GIB SKELETOR UND DEN ANDEREN EIN ZUHAUSE
Virtuelle Zeiten, in denen popkulturelles Kapital aus metaphysischen Dingen wie Likes und Reichweite besteht, fühlen sich manchmal an wie eine Folge „Black Mirror“ – also wie eine realgewordene Digital-Dystopie. Da ist es wenig verwunderlich, dass das analoge Sammeln von echten Gegenständen wie Actionfiguren gerade wieder einen Boom erhalten hat. Schließen möchte ich dieses Popwochen-Spezial daher mit einem Besuch bei zwei Fans garnieren. Zwei von hunderttausenden. Yvonne lebt in Köln und Sascha spielt Gitarre bei Jupiter Jones.

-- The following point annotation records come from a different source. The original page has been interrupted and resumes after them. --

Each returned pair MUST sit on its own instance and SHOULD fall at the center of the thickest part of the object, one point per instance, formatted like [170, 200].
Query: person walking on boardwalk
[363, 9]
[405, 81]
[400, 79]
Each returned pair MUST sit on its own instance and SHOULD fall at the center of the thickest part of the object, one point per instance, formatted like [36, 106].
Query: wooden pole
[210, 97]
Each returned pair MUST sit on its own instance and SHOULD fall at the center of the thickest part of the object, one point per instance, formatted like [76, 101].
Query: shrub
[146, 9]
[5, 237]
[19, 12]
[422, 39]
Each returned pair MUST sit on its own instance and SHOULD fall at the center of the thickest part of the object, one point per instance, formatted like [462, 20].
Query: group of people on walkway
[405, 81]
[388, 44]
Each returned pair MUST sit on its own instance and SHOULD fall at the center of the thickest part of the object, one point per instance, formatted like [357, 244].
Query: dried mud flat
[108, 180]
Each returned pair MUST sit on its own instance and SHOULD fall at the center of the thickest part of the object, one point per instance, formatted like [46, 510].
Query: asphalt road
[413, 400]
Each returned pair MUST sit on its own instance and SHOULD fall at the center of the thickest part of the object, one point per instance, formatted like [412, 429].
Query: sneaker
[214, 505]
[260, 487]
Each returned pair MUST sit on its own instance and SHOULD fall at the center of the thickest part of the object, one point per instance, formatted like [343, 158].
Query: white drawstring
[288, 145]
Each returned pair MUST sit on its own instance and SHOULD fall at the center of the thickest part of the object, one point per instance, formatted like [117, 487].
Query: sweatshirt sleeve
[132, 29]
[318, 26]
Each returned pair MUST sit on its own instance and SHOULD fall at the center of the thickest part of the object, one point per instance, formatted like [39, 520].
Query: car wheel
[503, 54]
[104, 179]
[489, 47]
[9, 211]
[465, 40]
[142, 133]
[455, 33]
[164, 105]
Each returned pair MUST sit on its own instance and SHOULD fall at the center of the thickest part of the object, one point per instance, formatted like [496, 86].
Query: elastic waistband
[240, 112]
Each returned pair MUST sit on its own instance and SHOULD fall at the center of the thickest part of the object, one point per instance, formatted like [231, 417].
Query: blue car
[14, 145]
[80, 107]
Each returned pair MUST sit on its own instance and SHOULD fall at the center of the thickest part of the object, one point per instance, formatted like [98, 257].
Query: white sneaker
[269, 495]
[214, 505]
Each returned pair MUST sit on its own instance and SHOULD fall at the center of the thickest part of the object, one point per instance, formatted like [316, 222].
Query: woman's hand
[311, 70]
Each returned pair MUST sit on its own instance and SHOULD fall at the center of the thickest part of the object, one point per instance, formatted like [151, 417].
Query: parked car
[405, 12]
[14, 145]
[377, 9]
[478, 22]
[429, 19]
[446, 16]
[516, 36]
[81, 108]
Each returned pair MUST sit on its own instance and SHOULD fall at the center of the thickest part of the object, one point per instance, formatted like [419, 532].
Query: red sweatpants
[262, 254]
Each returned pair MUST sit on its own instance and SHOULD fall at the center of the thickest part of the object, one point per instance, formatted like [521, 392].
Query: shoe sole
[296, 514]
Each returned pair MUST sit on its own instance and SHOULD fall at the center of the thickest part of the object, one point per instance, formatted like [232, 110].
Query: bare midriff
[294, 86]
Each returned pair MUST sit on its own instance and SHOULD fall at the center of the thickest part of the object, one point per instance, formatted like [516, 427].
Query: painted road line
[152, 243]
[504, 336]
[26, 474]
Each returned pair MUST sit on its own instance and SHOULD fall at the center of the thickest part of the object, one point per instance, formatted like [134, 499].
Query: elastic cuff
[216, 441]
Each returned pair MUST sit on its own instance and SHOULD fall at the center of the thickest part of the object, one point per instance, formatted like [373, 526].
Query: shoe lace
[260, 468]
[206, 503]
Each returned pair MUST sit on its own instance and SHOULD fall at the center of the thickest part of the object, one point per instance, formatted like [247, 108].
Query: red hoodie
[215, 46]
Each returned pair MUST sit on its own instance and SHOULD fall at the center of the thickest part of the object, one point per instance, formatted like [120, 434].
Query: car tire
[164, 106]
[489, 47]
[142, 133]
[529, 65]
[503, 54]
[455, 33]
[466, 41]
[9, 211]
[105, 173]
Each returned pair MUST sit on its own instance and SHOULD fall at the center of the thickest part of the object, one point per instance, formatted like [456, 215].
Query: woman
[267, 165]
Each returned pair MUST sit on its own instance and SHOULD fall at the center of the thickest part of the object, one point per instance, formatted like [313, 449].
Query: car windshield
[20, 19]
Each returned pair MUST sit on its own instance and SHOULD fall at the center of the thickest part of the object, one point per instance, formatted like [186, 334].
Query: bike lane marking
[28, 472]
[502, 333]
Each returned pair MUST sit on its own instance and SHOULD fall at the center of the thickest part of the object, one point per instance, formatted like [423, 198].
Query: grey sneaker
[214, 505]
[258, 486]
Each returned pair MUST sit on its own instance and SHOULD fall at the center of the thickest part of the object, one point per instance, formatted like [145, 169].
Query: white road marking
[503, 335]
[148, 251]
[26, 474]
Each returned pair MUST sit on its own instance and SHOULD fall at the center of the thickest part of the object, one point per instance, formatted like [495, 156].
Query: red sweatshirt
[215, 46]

Erzähl doch mal, Yvonne, wer bist Du – und wie lange schon?
YVONNE HUBER: Frist- und termingerecht wurde ich 1980 geboren. Ich war dank Sendungen wie „Bim Bam Bino“ auf Tele5 ein pfiffiges Kind – und besaß neben diverser Plastik-Ponys eine imposante Sammlung von Figürchen der „He-Man“-Serie. Das dachte ich zumindest, bis mein Cousin Benjamin mit seiner Sammlung – zwei volle Ikea Taschen! – zu Besuch kam. Ich stand stocksteif wie der Holzlöffel in der Buttermilch. 21 Jahre später – mit der Geburt meines Sohnes – beschloss ich, das Fundament meiner Sammlung neu zu setzen.
Was sind die wertvollsten Schätze dieser Sammlung?
YVONNE HUBER: Ach, die Früchte der gewaltfreien Erziehung, die ich durch meine Eltern genoss, waren schnell verfault. Daher besitze ich auch keine einzige Figur in der sogenannten „Mint Condition“. Alle meine Figuren finden sich durch mich und meine Kinder bespielt. Ich liebe sie und restauriere sie auch selbst (zum Beispiel Beingummis austauschen). Eine wirklich seltene Figur besitze ich daher nicht.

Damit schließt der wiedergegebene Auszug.